De serie ‘Edition Musikfabrik’, die het Keulse Ensemble Musikfabrik heeft bij Wergo kwam hier reeds eerder aan bod, We bespraken toen de delen 12 ‘Stille‘ en 13 ‘Kreuzungen’. Nu ligt nummer 14 er, ‘Fächer’, met daarop twee stukken, één van Caspar Johannes Walter en één van Isabel Mundry. De overeenkomst zit in de behandeling van klank, die in beide composities van eenvoudig steeds verder uitwaaiert.
‘Metrische Dissonanzen’ van Caspar Johannes Walter is een stuk voor groot ensemble en slagwerk, dat het gezelschap, hier onder leiding van Peter Rundel, bracht tot het uitnodigen van de nodige gasten. Verder speelt de eigen slagwerker Dirk Rothbrust een hoofdrol in dit bijzondere stuk, waarover Walter zelf zegt: “metrische Dissonanzen ist somit der Versuch harmonische Verziehungen in rythmische und metrische Prozesse zu übersetzen und miteinander in Verbinding zu bringen.” En dat levert verrassende resultaten op waarin ritmische patronen, bijvoorbeeld helemaal aan het begin van het stuk, worden afgewisseld met ongrijpbare klankwolken. Dat dit een zekere spanning met zich meebrengt is evident en juist dat maakt dit stuk nu zo boeiend. Bijzonder is bijvoorbeeld wat er ergens in de twaalfde minuut plaatsvindt, op pulserende wijze bedient Rothbrust zich van de strijkstok, angstaanjagende klanken producerend.

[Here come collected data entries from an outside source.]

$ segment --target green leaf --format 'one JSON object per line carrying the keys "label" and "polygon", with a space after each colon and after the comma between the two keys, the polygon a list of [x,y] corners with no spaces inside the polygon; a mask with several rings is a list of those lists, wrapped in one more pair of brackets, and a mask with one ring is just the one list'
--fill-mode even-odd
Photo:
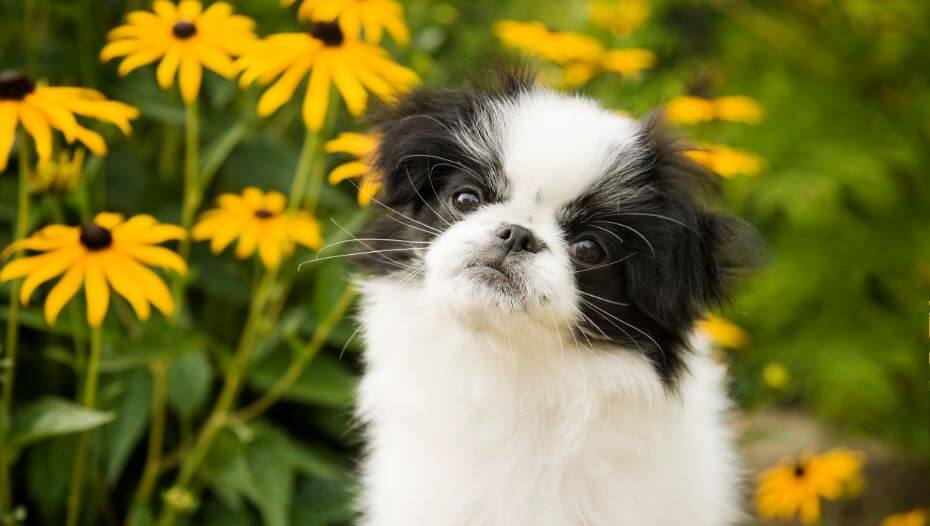
{"label": "green leaf", "polygon": [[[289,353],[273,353],[249,377],[250,385],[262,391],[270,389],[284,374],[289,363]],[[345,408],[352,403],[354,392],[355,377],[352,373],[338,359],[321,353],[284,392],[282,398]]]}
{"label": "green leaf", "polygon": [[[71,485],[76,440],[53,438],[34,444],[25,455],[26,489],[36,504],[37,524],[63,524],[62,517]],[[32,520],[30,520],[32,523]]]}
{"label": "green leaf", "polygon": [[[126,460],[148,427],[152,412],[152,379],[141,370],[125,376],[126,392],[116,403],[116,420],[107,426],[106,477],[119,480]],[[133,523],[135,524],[135,523]]]}
{"label": "green leaf", "polygon": [[213,370],[205,351],[183,354],[168,367],[168,405],[190,420],[207,401]]}
{"label": "green leaf", "polygon": [[353,480],[343,475],[333,480],[306,480],[294,498],[291,524],[301,526],[335,526],[351,524]]}
{"label": "green leaf", "polygon": [[42,398],[13,414],[10,445],[23,447],[49,437],[87,431],[112,421],[113,417],[113,413],[89,409],[62,398]]}

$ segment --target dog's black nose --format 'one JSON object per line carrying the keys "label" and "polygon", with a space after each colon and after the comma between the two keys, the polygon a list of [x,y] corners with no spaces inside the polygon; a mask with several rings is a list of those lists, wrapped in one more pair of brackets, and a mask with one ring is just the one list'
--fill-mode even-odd
{"label": "dog's black nose", "polygon": [[544,246],[542,242],[536,239],[530,229],[520,225],[504,224],[498,227],[494,233],[500,238],[507,254],[539,252]]}

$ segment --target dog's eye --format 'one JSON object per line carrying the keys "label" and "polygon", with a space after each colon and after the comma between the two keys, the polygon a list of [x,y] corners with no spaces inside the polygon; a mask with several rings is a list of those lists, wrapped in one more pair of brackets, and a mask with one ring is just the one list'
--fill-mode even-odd
{"label": "dog's eye", "polygon": [[589,265],[600,263],[607,257],[607,253],[601,245],[597,241],[587,237],[572,243],[571,249],[572,255],[575,256],[576,259]]}
{"label": "dog's eye", "polygon": [[481,198],[472,190],[462,190],[452,196],[452,206],[463,214],[474,212],[480,205]]}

In ‘Schwankende Zeit’, een cyclus bestaande uit vijf delen, grijpt Isabel Mundry terug op het werk van de Franse Renaissance componist Louis Couperin. “In this cycle”, zo merkt ze op “I wanted to render transparant the interconnection of historical influences and contemporary imagination in the work itself, and to address that interconnection in different ways…I was interested in the reflections between them, both through a structural investigation of my perspective on the existing works as a listener, and by highlighting traces of them in my new compositions.” Drie stukken van de cyclus zijn van Mundry’s hand, twee grijpen terug op Couperin. Direct in het eerste deel, en later in het vierde, gebruikt Mundry Couperin en wel twee van diens ‘Préludes non Mésurés’, stukken voor klavecimbel waarin Couperin de uitvoerder de mogelijkheid geeft om te improviseren. Opvallend daarbij is dat Couperin dit niet toestaat in het middendeel en het is juist deze tegenstelling die Mundry ertoe bracht deze stukken als basis te nemen. In het tweede deel dat de titel ‘Schwankende Zeit’ draagt, net als de complete cyclus, past Mundry dit uitgangspunt toe op gedichten van Thomas Kling en zijn beleving van tijd en verklankt deze: “The idea of a “neutral, uniform” time confronts an “abruptly accelerating” time”. Langzaam worden deze twee werelden één en lossen de tegenstellingen op. ‘Gefächerter Ort’, het volgende deel is geschreven voor soloviool, Juditha Haeberlin, en ensemble. Mundry haalde haar inspiratie voor dit deel uit het essay over melancholie van Peter Nadas en de schilderijen van Paul Cézanne en dan met name het gegeven dat de dingen die tezamen worden afgebeeld eigenlijk niet tezamen gezien kunnen worden. Het laatste deel, dat de titel ‘Je Est Un Autre’ gebaseerd op een regel van Arthur Rimbaud is te zien als een soort van samenvatting. Al met al een zeer boeiende cyclus waarin de muziek van Couperin een boeiende verbinding aangaat met hedendaagse klanken.
Ensemble Musikfabrik, veelzijdig als deze musici zijn, weet ook met deze twee boeiende stukken weer te overtuigen, op naar deel 15!